CHARLESTON, W.Va. (WBOY) — The Supreme Court of Appeals of West Virginia Friday affirmed the convictions of three different men from the north central West Virginia area found guilty of sex crimes.

David Markley

David Markley

Markley is currently in the Northern Correctional Facility in Moundsville, West Virginia serving a 10-20 year sentence for charges of sexual abuse by a parent, guardian, custodian or other person in a position of trust to a child and first degree sexual abuse.

Markley was a member of the Lumberport Council in 2016 when he was convicted.

He petitioned for a resentencing, arguing that “he, ‘an elderly man in declining health,’ should have received alternative sentencing” and that the crimes ‘occurred in the distant past,’ according to court documents.

The Court of Appeals noted that Markley was 65 years old when he pleaded guilty to the charges in 2015, and “affirmed that he understood that the entry of his plea exposed him to a potential prison term of twenty to forty years, because each crime to which he pled was punishable by ten to twenty years of imprisonment.”

The Circuit Court ordered that Markley serve the sentences concurrently, resulting in his 10-20-year sentence.
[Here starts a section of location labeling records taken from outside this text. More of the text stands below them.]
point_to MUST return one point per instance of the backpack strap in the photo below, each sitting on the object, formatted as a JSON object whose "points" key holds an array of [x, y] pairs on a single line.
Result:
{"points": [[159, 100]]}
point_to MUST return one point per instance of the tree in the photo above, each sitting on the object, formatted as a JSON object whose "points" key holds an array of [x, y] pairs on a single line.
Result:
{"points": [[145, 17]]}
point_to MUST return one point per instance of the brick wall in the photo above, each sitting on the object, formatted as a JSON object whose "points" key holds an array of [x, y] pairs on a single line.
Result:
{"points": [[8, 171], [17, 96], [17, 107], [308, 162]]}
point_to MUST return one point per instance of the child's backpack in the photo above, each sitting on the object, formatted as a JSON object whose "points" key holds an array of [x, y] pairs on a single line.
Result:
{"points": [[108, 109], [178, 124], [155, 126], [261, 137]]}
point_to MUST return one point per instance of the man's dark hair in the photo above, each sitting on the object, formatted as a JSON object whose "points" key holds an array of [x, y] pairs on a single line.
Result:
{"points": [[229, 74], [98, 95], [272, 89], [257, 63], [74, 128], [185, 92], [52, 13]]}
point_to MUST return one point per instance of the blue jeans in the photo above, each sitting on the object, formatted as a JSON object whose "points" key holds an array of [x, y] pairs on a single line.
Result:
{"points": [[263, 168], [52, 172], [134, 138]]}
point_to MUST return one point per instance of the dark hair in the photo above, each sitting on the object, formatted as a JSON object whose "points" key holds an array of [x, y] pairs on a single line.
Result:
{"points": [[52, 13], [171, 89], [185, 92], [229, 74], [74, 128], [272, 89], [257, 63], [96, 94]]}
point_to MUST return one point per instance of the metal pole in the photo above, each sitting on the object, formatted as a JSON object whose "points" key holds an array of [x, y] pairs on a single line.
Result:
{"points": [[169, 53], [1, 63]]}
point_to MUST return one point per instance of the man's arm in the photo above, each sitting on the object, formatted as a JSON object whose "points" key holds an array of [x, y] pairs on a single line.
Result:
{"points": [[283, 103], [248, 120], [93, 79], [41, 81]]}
The Court of Appeals ruled that his sentence does not “shock the conscience”—which is a test used to determine if a sentence is constitutionally appropriate—nor does it meet other tests for an unreasonable sentence, leading the court to affirm the sentence.

Markley’s projected release date is Feb. 3, 2026, according to the West Virginia Department of Corrections and Rehabilitation’s website.

David Eakle

David Eakle

Eakle is currently in the Mount Olive Correctional Complex serving a life sentence on charges of sexual abuse by a parent, guardian, custodian or other person in a position of trust to a child, first degree sexual abuse and first degree sexual assault.

He was arrested in Feb. 2020 after West Virginia State Police were informed by Ruby Memorial Hospital that a 4-year-old girl who was a suspected victim of sexual abuse was brought in.

In his appeal, Eakle argued that the sentence is ‘disproportionate,’ and that he did not have effective assistance of counsel, according to court documents.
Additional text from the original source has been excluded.